Operational & Financial Overview for the Q3FY22
Abhishek Lodha, MD & CEO, Macrotech Developers Ltd. said, “Housing market has seen a remarkable turnaround in last 12 months. The fact that this strong performance comes on the back of an equally strong base of the previous quarter as well as the same quarter in FY21 showcases that the recovery in housing market has taken root and the multi-year up-cycle in housing market is well underway. We are witnessing strong demand across our portfolio and at all price points.
On the supply side, consolidation is accelerating at a great pace creating a goldilocks situation for strong brands like us. The accelerating consolidation in the market has presented to us several lucrative opportunities to add
new projects across MMR & Pune through the capital light JDA route. To capture these opportunities, the company successfully completed its maiden QIP offering and raised equity of Rs4,000cr from marquee global and Indian institutional investors. During the quarter, the company signed on 6 more JDAs for ~4.8 million square feet with ~Rs10,000cr GDV.”

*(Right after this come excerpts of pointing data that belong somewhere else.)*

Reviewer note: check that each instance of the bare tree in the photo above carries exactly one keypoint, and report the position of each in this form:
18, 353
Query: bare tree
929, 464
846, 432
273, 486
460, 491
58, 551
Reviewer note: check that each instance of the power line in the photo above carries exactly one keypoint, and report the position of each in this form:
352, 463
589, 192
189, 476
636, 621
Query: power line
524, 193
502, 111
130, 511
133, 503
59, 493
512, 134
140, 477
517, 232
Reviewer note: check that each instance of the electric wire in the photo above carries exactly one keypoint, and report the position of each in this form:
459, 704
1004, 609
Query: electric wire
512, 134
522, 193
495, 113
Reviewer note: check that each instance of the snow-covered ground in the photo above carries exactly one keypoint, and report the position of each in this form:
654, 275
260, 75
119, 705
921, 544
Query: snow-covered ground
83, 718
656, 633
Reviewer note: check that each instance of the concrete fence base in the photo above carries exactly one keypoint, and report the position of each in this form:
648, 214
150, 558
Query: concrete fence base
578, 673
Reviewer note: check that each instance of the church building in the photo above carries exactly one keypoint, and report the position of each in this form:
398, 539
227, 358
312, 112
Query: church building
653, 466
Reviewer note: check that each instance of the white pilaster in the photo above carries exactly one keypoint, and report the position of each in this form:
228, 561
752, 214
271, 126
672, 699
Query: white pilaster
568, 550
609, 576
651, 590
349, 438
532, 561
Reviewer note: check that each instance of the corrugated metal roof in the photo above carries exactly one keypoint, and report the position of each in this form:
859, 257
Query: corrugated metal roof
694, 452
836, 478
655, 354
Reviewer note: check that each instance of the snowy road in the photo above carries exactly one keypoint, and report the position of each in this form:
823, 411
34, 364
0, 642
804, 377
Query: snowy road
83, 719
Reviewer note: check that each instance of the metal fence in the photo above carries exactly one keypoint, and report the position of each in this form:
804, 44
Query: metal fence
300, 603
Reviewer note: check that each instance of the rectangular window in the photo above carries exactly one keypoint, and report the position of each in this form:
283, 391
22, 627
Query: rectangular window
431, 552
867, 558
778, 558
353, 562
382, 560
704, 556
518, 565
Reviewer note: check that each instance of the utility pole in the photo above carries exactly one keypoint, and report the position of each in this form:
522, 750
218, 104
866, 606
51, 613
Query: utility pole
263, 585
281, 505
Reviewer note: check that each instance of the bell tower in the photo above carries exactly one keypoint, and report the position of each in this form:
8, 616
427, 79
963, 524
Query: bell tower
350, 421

He further added, “Since our IPO (April 21), we have now added 11 JDA project totalling for ~8.8 million square feet with GDV potential of ~Rs14,600cr, which gives us significant visibility of future growth. We are focused on this capital light growth model – delivering scale with a prudent balance sheet. Strong operating performance and robust free cash flow will enable us to continue our de-leveraging journey. Our UK business continues to perform ahead of expectations and we are pleased that the USD 225 million bond will be pre-paid in the near future from the sales at our One Grosvenor Square development, well ahead of the bond maturity.”